Blackskate
Image © Wizards of the Coast, by Drew Baker. Accessed at the Stormwrack Art Gallery here
[Stormwrack was the third of the D&D 3.5 environment sourcebooks, and it’s the one that saw the most use at my table. Not for the majority of the rules, but for the player races, which we will be getting to before long. There are less monsters in this book than in Frostburn or Sandstorm, probably because ships and sailing get their own rules and statistics, and that eats up page count.]
Blackskate CR 4 NE Undead This thing has wide fins like those of a ray, and its body is comprised of tatters of pallid flesh, shattered bone and other organic debris. Its head is vaguely like that of a crustacean, and its tail arcs over its back and ends in a vicious stinger.
Blackskates are undead creatures born when a truly evil creature dies at sea and its body is allowed to decompose and drift to the bottom as “marine snow”. It forms a tiny clot of malign purpose, and as the marine snow is washed by the current and stirred by the movement of bottom-dwelling scavengers, it accrues into a shape reminiscent of a ray—the blackskate. Although they are born at the greatest depths, most blackskates move to shallower waters when they are able to in order to prey on the blood of the living. They do not drink this blood with their mouths, rather bathing in it and absorbing it through their skins.

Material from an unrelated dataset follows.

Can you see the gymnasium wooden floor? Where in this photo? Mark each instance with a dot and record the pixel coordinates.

A blackskate prefers to attack from ambush, burying itself in the bottom of a shallow shore and lashing out at waders. Unlike mundane stingrays, which are content to flee once they have stung, blackskates will sting again and again until their prey dies, its skin and muscle sloughing away in a truly grotesque display. Blackskates often make hit and run attacks, made all the more rapid by its whirling frenzy when exposed to fresh blood. A frenzied blackskate can even chase prey onto shore, but doing so is risky—if it is still beached when the whirl wears off, it is stranded and easily destroyed.